Absolut. Gemessen an den Möglichkeiten, die Tuchel in Mainz hatte, hat er Bemerkenswertes geleistet. Es gibt schließlich eine ganze Reihe von Faktoren, die die Punktzahl beeinflussen: unter anderem die Infrastruktur eines Klubs oder Budgets für Gehälter und Transfers. Man kann einen Trainer also nicht nur nach Punkten und Tabellenstand bewerten, sondern vielmehr danach, wie er Spieler individuell und Mannschaften generell weiterentwickelt. Tuchel hat das bei zahlreichen Spielern geschafft: André Schürrle, Lewis Holtby, Adam Szalai, Nicolai Müller, Jan Kirchhoff, um nur mal einige zu nennen. Daran arbeitet er ganz akribisch und ist daher ein Vorreiter seiner Zunft.
Inwiefern?Wir schwärmen heute von der taktischen Variabilität des FC Bayern. Tuchel hat bereits drei verschiedene Systeme innerhalb einer Partie spielen lassen, als Pep Guardiola noch in Barcelona war. Dazu hat er für seine ausgefeilten Matchpläne erkannt: Für verschiedene Gegner brauche ich verschiedene Spielertypen, was plötzlich das Potenzial des gesamten Kaders viel effektiver ausschöpfte. Tuchel hat innovative Prozesse eingeleitet, die der damaligen Zeit voraus waren.

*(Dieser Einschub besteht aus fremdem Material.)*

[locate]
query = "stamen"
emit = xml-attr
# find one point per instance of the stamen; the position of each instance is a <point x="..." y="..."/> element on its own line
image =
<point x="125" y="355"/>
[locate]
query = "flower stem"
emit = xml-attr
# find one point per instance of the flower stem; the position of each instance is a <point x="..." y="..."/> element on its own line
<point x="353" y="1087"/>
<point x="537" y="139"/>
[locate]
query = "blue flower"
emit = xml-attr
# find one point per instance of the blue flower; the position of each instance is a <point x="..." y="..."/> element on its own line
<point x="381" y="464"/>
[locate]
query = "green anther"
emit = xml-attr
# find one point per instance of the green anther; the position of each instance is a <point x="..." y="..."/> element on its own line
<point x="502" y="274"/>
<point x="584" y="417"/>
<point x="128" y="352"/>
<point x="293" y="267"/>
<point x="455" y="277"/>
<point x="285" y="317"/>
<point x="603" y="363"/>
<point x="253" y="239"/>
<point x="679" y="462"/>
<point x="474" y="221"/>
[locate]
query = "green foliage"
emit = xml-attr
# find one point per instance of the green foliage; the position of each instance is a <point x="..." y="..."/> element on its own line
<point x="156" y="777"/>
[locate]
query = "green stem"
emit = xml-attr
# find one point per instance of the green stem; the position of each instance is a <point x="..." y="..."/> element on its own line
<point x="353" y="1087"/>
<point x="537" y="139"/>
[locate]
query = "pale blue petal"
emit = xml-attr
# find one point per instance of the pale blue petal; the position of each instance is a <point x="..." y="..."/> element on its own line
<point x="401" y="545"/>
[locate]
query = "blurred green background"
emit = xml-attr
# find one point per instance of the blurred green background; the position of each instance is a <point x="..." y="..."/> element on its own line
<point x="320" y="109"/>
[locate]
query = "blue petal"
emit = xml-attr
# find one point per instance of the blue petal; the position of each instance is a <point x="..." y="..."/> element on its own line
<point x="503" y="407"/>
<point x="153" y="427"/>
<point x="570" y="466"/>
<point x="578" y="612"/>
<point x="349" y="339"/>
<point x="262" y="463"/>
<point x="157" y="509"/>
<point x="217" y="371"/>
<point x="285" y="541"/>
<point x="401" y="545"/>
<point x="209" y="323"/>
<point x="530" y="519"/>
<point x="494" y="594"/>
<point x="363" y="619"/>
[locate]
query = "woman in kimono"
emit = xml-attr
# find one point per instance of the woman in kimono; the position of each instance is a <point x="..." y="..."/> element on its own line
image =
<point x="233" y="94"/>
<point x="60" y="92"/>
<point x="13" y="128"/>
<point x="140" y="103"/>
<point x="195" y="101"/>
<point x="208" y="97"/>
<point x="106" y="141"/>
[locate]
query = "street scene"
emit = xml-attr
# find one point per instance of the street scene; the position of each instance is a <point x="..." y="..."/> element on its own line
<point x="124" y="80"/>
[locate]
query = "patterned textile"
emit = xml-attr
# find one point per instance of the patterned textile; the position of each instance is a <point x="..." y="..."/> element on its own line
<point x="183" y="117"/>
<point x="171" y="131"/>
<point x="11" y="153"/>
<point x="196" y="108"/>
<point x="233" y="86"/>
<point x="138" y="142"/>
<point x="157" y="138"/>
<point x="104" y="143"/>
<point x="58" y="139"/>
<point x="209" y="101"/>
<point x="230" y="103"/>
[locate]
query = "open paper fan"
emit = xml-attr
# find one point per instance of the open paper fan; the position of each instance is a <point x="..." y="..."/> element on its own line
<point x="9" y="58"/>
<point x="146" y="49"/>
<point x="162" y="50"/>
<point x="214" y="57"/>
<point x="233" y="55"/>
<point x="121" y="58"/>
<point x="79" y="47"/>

Sind Josep Guardiola und Tuchel vergleichbar?Bei beiden stehen gruppen- und mannschaftstaktische Prozesse im Mittelpunkt. Guardiola und Tuchel sind Fußball-Entwickler. Sie sind in der Lage vorauszusehen, wohin sich der Fußball entwickelt. Sie lassen im besten Falle Fußball spielen, der in einem halben Jahr von anderen kopiert wird. Es verändern sich gerade viele Nuancen im Fußball, einige Trainer hängen da hinterher, andere sind on time und wenige wie Tuchel oder Guardiola antizipieren, wie sich das Spiel entwickeln könnte und haben das besondere Talent, den Fußball immer wieder neu zu erfinden. Diese Kreativität und Lust am Neuerfinden des Fußballs, die beide auszeichnet, sind ein unfassbarer Mehrwert für einen Verein.
Weshalb ist es denn im Fußball so schwierig, taktisch variabel mit mehreren Systemen während eines Spiels zu agieren oder das System auf den Gegner zuzuschneiden?Wenn man im Leistungssport etwas im Wettkampf ausprobiert, sollte man es intensiv geübt haben und nahezu fehlerfrei beherrschen. Zum Vergleich: Eine Kunstturnerin turnt ihre Übung mehr als 1000 Mal, bevor sie die im Wettkampf zeigt. So ist das auch im Fußball. Um während eines Bundesligaspiels zwischen mehreren Systemen umstellen zu können, bedarf es enormer Vorbereitungszeit und zahlreicher Wiederholungen in jeder Trainingseinheit. Ein taktisch denkender Trainer eignet seinen Spielern dieses Know-how an und gibt ihnen das Selbstbewusstsein, das auch im Spiel umzusetzen. Früher ließen die Trainer ihre Spieler Gras fressen, die modernen Trainer lassen die Köpfe rauchen.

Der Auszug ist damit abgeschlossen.